We see in the figure above that the bar with p-values between 0.04 and 0.05 is lower than the red line (frequency in each bar assuming the null hypothesis is true). When the null hypothesis is true, p-values between 0.04 and 0.05 occur exactly 1% of the time (because p-values are uniformly distributed); when there is true effect and power is very high, p-values between 0.04 and 0.05 are very rare – they occur less than 1% of the time.

Supposing you have very high power, use an alpha level of 0.05, and find a p-value of p = 0.045, the data is surprising assuming the null hypothesis is true, but it is even more surprising, assuming the alternative hypothesis is true. This shows how a significant p-value is not always evidence for the alternative hypothesis.

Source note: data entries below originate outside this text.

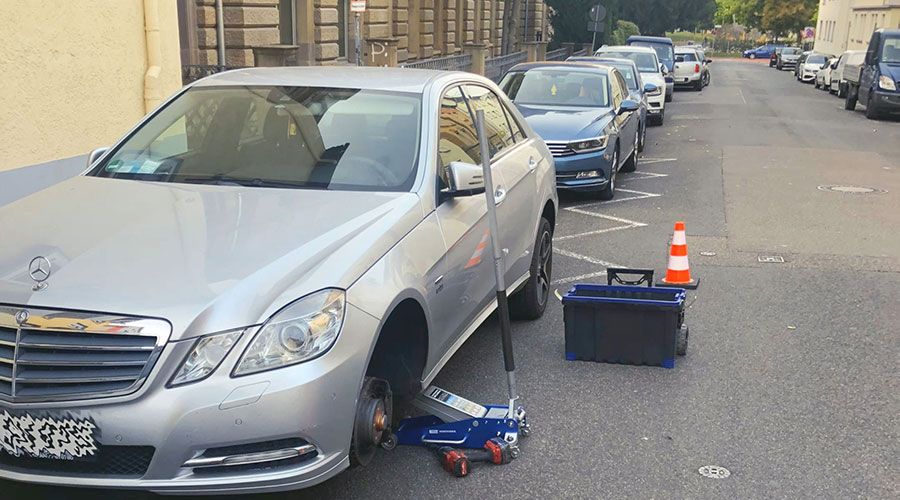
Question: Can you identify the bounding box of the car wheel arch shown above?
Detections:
[360,293,431,399]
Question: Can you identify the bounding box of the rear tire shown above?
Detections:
[598,144,619,201]
[509,217,553,320]
[622,135,640,172]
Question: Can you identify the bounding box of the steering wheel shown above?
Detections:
[338,156,401,187]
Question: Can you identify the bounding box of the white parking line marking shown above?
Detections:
[622,172,669,182]
[640,156,678,165]
[550,271,606,286]
[553,247,622,273]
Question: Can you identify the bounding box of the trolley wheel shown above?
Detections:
[381,433,397,451]
[675,325,690,356]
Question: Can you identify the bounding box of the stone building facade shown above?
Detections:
[178,0,549,66]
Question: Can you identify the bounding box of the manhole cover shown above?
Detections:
[699,465,731,479]
[819,186,884,194]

Lindley’s paradox: a result can be unlikely when the null hypothesis is true, but it can be even more unlikely assuming the alternative hypothesis is true, and power is very high.

Conclusion

When there is no true effect, p-values are uniformly distributed.
When there is a true effect, p-value distribution depends on the statistical power: the higher the power, the more p-values fall below 0.05, and the steeper the p-value distribution becomes.

Reference

Daniel Lakens, Which p-values can you expect, Improving your statistical inferences, 2016, Coursera.